KITAMUDAMEDIA, Bontang — Gubernur Kalimantan Timur (Kaltim) Rudy Mas’ud menepati janjinya datang langsung ke kampung Sidrap untuk melihat dan berdialog langsung dengan warga di wilayah perbatasan Kabupaten Kutai Timur (Kutim) dan Kota Bontang, Senin (11/8/2025).
Didampingi Ketua DPRD Provinsi Kaltim, Bupati dan Wakil Bupati Kutim, Wali Kota dan Wakil Wali Kota Bontang, dan perwakilan Kemendagri,Gubernur Kaltim mendengar puluhan aspirasi warga. Ada yang jelas meminta masuk Bontang dan mengeluhkan minimnya fasilitas dan infrastruktur, tapi tak ketinggalan warga yang merasa cukup puas berada dibawah naungan Kutim. Meski demikian suara warga ternyata tak berdampak pada kesepakatan dua belah pihak.
““Proses mediasi sudah kami jalankan, sudah banyak perwakilan warga yang menyampaikan aspirasi, tapi ternyata hasilnya sama seperti sebelumnya. Kutim tetap mempertahankan, Bontang tetap berjuang. Selanjutnya akan kita bawa ke MK,” ujar Rudy Mas’ud.
Gubernur Kalimantan Timur, Rudy Mas’ud, memastikan hasil mediasi ini akan segera diserahkan ke Mahkamah Konstitusi (MK), sesuai mandat Putusan Sela MK.
Rencananya, berita acara hasil mediasi kali kedua yang ditandatangani oleh pihak terkait, baik Pemkot Bontang maupun Pemkab Kutim, akan dikirim ke MK pada 12 Agustus 2025 mendatang.
Di kesempatan yang sama, Bupati Kutai Timur, Ardiansyah Sulaiman, menegaskan sikap Pemkab Kutim tetap sama seperti yang disampaikan pada forum resmi mediasi di Jakarta beberapa waktu lalu (31/7/2025)
“Sikap kami tidak berubah.
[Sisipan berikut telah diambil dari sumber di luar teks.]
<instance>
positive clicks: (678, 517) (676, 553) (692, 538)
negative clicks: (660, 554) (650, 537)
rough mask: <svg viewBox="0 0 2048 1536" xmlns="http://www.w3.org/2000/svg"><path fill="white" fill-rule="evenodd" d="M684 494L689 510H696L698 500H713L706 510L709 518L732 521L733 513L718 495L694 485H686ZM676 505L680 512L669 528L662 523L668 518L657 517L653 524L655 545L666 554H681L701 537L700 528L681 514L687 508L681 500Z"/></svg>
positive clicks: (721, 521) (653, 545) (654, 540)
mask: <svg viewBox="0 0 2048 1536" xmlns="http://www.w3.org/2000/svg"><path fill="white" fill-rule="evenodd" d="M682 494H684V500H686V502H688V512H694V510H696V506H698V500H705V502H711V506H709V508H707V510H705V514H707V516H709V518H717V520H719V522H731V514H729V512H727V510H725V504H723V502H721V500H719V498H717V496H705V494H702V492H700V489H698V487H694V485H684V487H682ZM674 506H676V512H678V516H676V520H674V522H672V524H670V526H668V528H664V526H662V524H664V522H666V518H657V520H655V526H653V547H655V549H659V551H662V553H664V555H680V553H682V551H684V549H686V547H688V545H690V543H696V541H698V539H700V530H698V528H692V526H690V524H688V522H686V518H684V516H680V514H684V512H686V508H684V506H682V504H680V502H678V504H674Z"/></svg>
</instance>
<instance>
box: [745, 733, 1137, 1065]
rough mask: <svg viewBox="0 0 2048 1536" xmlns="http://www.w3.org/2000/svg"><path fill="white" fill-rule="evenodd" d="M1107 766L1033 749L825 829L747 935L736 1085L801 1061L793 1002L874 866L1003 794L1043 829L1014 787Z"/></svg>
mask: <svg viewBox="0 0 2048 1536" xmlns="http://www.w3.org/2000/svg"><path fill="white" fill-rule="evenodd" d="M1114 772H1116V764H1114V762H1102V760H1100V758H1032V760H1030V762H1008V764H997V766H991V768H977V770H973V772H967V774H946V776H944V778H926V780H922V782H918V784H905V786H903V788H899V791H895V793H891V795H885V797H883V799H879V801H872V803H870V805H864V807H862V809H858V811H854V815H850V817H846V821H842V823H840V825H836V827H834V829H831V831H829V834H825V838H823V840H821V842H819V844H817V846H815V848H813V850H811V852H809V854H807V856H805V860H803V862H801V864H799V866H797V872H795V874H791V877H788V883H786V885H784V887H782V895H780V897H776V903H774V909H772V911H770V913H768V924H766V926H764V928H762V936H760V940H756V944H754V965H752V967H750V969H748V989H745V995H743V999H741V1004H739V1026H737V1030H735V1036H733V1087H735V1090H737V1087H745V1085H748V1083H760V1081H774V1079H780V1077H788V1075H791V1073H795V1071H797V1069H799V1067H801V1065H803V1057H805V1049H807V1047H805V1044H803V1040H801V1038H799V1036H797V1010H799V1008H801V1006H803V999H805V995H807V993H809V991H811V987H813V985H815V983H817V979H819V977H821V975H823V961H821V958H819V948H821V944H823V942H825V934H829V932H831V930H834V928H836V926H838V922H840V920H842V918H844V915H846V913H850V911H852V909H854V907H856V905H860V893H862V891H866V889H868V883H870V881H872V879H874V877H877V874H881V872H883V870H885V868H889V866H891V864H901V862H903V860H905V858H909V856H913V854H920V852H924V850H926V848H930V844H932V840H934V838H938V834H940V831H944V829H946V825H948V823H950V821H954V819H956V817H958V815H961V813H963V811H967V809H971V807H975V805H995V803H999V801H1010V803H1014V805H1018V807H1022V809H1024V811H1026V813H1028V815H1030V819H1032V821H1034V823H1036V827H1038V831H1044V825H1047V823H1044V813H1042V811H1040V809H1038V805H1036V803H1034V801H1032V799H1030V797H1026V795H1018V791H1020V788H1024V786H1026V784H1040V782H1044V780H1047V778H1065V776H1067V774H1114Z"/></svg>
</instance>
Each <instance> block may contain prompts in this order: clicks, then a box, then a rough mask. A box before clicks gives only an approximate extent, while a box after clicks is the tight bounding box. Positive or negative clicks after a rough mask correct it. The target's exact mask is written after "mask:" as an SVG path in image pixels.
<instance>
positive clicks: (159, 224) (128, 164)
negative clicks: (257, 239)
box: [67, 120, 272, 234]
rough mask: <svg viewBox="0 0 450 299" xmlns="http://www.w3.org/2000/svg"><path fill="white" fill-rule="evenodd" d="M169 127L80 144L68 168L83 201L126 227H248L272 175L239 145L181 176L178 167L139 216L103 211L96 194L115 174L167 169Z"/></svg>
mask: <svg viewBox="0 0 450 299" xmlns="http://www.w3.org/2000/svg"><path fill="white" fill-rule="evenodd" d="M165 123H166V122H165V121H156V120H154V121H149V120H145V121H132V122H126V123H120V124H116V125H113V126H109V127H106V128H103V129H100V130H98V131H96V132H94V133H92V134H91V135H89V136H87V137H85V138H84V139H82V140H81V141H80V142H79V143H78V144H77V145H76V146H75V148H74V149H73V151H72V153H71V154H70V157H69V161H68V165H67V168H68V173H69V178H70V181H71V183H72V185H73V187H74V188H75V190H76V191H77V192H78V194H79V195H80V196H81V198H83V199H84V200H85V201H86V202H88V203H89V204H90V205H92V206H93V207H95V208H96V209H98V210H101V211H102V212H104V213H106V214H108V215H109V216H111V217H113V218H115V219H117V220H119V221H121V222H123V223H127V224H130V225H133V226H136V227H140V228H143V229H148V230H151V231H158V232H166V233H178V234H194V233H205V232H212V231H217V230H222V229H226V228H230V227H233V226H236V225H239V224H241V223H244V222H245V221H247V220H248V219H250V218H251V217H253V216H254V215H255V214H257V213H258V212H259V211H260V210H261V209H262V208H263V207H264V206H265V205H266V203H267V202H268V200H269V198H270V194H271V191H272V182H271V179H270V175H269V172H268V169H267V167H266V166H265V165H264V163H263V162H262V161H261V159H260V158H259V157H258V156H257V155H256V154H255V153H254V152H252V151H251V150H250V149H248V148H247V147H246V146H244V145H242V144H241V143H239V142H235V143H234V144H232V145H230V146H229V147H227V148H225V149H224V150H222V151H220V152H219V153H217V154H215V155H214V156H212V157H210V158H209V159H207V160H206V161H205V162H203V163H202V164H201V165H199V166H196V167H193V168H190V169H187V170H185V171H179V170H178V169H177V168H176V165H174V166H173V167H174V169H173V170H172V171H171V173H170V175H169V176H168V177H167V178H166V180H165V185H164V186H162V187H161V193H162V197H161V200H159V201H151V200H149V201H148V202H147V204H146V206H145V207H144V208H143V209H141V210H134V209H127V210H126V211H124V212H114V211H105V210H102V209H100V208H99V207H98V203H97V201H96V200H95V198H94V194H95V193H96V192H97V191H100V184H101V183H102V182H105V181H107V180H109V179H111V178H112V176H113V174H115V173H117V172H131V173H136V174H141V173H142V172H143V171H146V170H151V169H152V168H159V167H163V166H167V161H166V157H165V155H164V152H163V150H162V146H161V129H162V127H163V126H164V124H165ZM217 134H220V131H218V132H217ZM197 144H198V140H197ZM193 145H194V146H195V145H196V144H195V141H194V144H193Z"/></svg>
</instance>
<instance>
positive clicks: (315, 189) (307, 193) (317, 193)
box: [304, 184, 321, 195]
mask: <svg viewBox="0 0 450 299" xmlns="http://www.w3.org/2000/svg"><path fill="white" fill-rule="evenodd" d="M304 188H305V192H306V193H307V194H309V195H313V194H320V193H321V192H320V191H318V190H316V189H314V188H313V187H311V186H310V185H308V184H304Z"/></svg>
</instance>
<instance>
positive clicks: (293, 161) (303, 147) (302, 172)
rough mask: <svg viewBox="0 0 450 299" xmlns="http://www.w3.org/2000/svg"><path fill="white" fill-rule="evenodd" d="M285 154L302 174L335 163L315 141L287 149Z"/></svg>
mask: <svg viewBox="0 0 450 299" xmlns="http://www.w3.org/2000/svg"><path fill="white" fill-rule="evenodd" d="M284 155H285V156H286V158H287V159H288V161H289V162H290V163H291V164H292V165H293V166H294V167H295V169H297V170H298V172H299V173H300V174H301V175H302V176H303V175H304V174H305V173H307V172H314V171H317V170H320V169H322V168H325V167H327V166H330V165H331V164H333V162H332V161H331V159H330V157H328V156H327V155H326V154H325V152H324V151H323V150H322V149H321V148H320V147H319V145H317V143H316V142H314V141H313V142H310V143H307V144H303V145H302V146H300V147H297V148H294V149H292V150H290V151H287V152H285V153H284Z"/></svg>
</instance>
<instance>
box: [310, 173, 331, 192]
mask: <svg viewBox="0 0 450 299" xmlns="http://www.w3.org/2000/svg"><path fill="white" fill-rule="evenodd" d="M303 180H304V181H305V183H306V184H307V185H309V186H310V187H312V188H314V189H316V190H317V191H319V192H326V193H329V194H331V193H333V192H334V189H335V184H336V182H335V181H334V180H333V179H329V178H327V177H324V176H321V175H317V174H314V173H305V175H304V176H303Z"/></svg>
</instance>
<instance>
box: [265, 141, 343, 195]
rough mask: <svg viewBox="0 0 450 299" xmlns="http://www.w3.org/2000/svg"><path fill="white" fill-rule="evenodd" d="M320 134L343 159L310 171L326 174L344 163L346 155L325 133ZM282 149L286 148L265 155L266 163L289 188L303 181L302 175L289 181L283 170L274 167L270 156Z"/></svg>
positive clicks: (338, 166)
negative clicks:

Sama seperti di Jakarta, Pemkot Bontang mengajukan, kami Pemkab Kutim menolak,” tegas Ardiansyah.
Sementara itu, Wali Kota Bontang, Neni Moerniaeni, meminta adanya kelonggaran kebijakan agar pihaknya dapat membangun di wilayah Dusun Kampung Sidrap. Ia menilai, gugatan yang diajukan Pemkot Bontang hanya mencakup 162 hektare, jauh lebih kecil dibanding luas wilayah Kutim yang mencapai sekitar 3 juta hektare.
“Kami bermohon keikhlasan Bapak Bupati Kutai Timur untuk wilayah yang mencakup 162 hektar bisa masuk ke Bontang, atas dasar permintaan masyarakat. Dengan keterbatasan daratan Bontang, jumlah ini tidak besar. Kami berharap Kutim bisa merelakan,” ungkap Neni.
Ditempat yang sama, perwakilan Kemendagri Razie mengatakan, pihaknya hadir sebagai supervisi yang meninjau dan mengawasi langsung jalannya mediasi di Kampung Sidrap, dari hasil mediasi hari ini akan dibawa ke Mahkama Konstitusi sebelum 13 Agustus 2025.
“Kami sebagai supervisi disini, nanti hasil ini akan kami sampaikan ke MK, nanti selanjutnya MK yang akan memutuskan hasilnya seperti apa,” ujarnya.